2024-01-04 用llama.cpp部署本地llama2-7b大模型


点击 <C 语言编程核心突破> 快速C语言入门


用llama.cpp部署本地llama2-7b大模型


前言

要解决问题: 使用一个准工业级大模型, 进行部署, 测试, 了解基本使用方法.

想到的思路: llama.cpp, 不必依赖显卡硬件平台. 目前最亲民的大模型基本就是llama2了, 并且开源配套的部署方案已经比较成熟了.

其它的补充: 干就行了.


一、下载llama.cpp以及llama2-7B模型文件

llama.cpp开源社区, 目前只有一个问题, 就是网络, 如果你不能连接github, 那么就不用往下看了.

从网站下载最新的Releases包, 解压即可.

我是用比较笨的方法, 下载源代码编译的, 这个比较抽象, 如果运气好, CMAKE可以很快构建,

如果运气不好, 那没什么办法, 玩C++不是请客吃饭, 有时候就要经受一些debug折磨,

通常没事不要挑战自己, 有现成编译好的, 就用现成的, 我是想看看它怎么实现, 其实也是徒劳, 但有点好处, 就是有问题, 可以尝试搞一下, 比如模型格式转换,

能上梯子的, 可以去官方https://huggingface.co/meta-llama/Llama-2-7b下载, 不能登梯子的, 去阿里https://www.modelscope.cn/home魔塔社区, 搜一下llama2-7B, 注意模型格式务必是gguf, ggml将陆续不再被支持.

二、具体调用

因为只是单机运行, 所以部署这个大词儿, 我下面就直接换成调用了.

llama.cpp的官方文档中说:

bash 复制代码
Plain C/C++ implementation without dependencies

Apple silicon first-class citizen - optimized via ARM NEON, Accelerate and Metal frameworks

AVX, AVX2 and AVX512 support for x86 architectures

Mixed F16 / F32 precision

2-bit, 3-bit, 4-bit, 5-bit, 6-bit and 8-bit integer quantization support

CUDA, Metal and OpenCL GPU backend support

纯C++实现, 无需其它依赖, 要知道, 当初我为了调用whisper可是足足下了6个多G的依赖, 并且被Windows平台整放弃了, 不得不转投Linux才整好, 国内的网络环境, 搞这么多东西, 你知道我是用了多少时间.
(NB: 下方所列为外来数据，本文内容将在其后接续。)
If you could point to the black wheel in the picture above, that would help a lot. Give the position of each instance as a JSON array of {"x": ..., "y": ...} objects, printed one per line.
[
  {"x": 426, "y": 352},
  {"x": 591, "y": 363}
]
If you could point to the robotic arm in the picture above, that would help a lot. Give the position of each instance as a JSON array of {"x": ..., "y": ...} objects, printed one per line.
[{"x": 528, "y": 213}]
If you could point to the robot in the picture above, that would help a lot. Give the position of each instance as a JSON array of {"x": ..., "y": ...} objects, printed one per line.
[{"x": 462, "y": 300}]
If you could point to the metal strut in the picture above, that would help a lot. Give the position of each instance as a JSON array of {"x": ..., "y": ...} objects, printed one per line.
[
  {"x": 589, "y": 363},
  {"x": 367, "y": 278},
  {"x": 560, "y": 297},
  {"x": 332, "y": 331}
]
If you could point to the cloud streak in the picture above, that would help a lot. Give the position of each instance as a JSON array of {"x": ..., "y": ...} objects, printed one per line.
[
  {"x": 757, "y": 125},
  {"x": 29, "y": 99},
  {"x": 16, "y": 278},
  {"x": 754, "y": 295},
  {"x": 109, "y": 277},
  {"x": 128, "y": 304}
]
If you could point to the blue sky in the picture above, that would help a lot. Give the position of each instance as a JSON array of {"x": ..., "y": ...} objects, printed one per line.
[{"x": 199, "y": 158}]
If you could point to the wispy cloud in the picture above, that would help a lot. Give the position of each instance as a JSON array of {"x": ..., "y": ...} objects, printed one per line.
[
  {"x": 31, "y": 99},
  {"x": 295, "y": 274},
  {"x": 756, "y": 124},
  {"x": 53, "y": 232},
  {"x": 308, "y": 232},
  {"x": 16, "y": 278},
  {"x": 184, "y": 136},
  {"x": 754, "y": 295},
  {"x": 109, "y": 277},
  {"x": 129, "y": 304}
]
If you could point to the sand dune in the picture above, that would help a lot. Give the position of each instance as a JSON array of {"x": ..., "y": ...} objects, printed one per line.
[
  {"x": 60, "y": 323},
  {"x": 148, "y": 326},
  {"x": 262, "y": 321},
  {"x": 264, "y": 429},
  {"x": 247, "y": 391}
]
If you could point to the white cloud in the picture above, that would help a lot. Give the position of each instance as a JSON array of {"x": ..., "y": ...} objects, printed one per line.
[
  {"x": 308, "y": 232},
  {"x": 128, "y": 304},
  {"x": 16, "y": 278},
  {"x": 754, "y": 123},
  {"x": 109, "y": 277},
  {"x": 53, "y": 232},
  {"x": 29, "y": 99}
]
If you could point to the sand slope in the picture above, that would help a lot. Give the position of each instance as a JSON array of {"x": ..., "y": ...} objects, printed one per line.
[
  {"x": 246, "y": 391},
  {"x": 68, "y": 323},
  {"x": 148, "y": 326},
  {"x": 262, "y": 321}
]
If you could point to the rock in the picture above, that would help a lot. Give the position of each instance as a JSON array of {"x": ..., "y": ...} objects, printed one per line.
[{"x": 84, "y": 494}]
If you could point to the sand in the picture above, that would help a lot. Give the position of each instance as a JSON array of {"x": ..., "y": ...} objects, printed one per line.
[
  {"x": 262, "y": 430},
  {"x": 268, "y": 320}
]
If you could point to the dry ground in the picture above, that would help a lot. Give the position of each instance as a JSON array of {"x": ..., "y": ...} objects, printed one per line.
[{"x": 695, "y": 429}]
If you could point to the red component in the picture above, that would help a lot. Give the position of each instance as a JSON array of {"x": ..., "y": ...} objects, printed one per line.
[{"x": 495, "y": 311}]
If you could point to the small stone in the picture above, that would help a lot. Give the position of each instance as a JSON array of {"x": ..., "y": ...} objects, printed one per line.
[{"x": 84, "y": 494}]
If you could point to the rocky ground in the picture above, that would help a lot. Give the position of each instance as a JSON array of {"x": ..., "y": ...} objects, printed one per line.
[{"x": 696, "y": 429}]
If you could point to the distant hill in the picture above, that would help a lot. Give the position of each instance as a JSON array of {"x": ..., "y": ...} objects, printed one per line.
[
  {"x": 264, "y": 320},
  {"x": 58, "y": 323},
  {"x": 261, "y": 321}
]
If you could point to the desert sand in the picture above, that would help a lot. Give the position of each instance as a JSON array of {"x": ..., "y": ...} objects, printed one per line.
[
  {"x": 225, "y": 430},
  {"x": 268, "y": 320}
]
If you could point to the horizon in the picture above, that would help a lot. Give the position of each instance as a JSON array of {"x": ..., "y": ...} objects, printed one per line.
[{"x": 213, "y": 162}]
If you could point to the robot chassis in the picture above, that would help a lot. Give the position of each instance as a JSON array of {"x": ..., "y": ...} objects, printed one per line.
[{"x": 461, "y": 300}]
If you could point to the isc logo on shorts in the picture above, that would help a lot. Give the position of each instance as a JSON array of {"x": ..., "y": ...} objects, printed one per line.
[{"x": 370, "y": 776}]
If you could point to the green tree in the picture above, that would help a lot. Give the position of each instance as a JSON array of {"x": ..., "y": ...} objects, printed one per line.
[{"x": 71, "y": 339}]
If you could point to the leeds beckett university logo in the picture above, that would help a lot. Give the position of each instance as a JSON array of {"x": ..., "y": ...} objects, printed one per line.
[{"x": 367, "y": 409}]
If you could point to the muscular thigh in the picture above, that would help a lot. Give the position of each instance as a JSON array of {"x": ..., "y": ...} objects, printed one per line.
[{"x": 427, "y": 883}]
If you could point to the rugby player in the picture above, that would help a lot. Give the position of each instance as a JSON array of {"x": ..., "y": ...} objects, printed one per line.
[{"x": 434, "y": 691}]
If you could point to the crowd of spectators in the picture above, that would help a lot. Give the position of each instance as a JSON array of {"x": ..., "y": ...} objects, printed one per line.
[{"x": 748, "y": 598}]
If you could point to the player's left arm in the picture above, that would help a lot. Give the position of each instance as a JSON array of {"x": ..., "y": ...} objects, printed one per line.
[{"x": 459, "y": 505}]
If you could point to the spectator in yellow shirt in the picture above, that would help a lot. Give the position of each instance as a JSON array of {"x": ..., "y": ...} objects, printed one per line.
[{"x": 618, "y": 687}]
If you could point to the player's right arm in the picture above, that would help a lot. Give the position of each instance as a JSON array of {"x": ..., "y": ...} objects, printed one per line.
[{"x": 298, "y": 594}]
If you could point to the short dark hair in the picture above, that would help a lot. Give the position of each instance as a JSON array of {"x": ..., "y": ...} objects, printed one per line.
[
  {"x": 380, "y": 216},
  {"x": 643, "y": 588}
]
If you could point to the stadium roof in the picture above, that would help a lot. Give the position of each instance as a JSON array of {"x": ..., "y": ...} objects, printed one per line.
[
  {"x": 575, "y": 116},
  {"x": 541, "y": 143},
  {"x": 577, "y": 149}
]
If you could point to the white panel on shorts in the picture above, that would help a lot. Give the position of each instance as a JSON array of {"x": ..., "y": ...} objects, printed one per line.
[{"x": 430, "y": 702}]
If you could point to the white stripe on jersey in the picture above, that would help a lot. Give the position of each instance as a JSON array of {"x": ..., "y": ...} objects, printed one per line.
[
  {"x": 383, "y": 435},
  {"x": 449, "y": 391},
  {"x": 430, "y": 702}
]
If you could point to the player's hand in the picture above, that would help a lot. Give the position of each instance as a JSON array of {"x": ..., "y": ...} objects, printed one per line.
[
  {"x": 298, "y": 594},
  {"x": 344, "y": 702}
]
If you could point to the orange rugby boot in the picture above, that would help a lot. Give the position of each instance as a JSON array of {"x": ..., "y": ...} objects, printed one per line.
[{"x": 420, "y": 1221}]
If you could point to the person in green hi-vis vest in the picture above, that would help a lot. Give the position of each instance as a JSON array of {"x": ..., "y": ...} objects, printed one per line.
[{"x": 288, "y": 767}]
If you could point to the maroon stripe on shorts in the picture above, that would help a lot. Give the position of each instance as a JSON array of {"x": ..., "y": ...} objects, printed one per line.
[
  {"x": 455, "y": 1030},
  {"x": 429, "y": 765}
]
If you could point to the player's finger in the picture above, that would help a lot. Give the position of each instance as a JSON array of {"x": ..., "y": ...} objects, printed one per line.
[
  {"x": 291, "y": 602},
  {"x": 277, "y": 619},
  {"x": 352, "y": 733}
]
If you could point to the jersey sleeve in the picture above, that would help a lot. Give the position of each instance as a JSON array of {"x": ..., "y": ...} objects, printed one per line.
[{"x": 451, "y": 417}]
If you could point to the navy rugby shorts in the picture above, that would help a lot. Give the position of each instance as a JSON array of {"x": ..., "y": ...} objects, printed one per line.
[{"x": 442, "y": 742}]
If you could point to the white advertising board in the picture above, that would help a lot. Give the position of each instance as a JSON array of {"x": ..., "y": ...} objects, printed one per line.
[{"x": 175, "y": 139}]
苹果系统不熟, 就不吹了, X86还是可以的, 不依赖显卡, 但像AVX这样的CPU加速指令集基本都支持, 效果并不慢, 尤其对于不那么大的大模型.

支持量化模型, 也就是说, 你可以省硬盘和内存, 不至于跑不起来, 但是效果稍微差那么一丁点, 又不是不能用对吧.

另外, 其实还是支持CUDA的, 这个在你确定自己的机器符合要求的情况, 可以下载对应的版本,

至于cuda的环境建立, 那是比本文难上一个量级的东西, 自己去搞吧.

现在假定你已经完成了下载, 并且已经跃跃欲试了, 请执行如下命令

bash 复制代码
main.exe -m models\7B\ggml-model.gguf --prompt "Once upon a time"

mainllama.cpp的执行程序, 你如果自编译大概是这个名, 用社区提供的可执行文件可能是llama.cpp.exe, 不重要, 你知道的.

-m选项是引入模型, 不要有中文路径, 如果不清楚相对路径, 就使用绝对路径.

--prompt 是提示词, 这个就不用我多说了, 就是给大模型开个头, 然后它给你编故事.

类似:

bash 复制代码
system_info: n_threads = 8 / 16 | AVX = 1 | AVX2 = 1 | AVX512 = 0 | AVX512_VBMI = 0 | AVX512_VNNI = 0 | FMA = 1 | NEON = 0 | ARM_FMA = 0 | F16C = 1 | FP16_VA = 0 | WASM_SIMD = 0 | BLAS = 
1 | SSE3 = 1 | VSX = 0 | 
sampling: repeat_last_n = 64, repeat_penalty = 1.100000, presence_penalty = 0.000000, frequency_penalty = 0.000000, top_k = 40, tfs_z = 1.000000, top_p = 0.950000, typical_p = 1.000000, temp = 0.800000, mirostat = 0, mirostat_lr = 0.100000, mirostat_ent = 5.000000
generate: n_ctx = 512, n_batch = 512, n_predict = -1, n_keep = 0


Once upon a time, I was sitting in my living room when the thought struck me: 

"I'm going to make a list of 100 books everyone should read. références, and put them up here." 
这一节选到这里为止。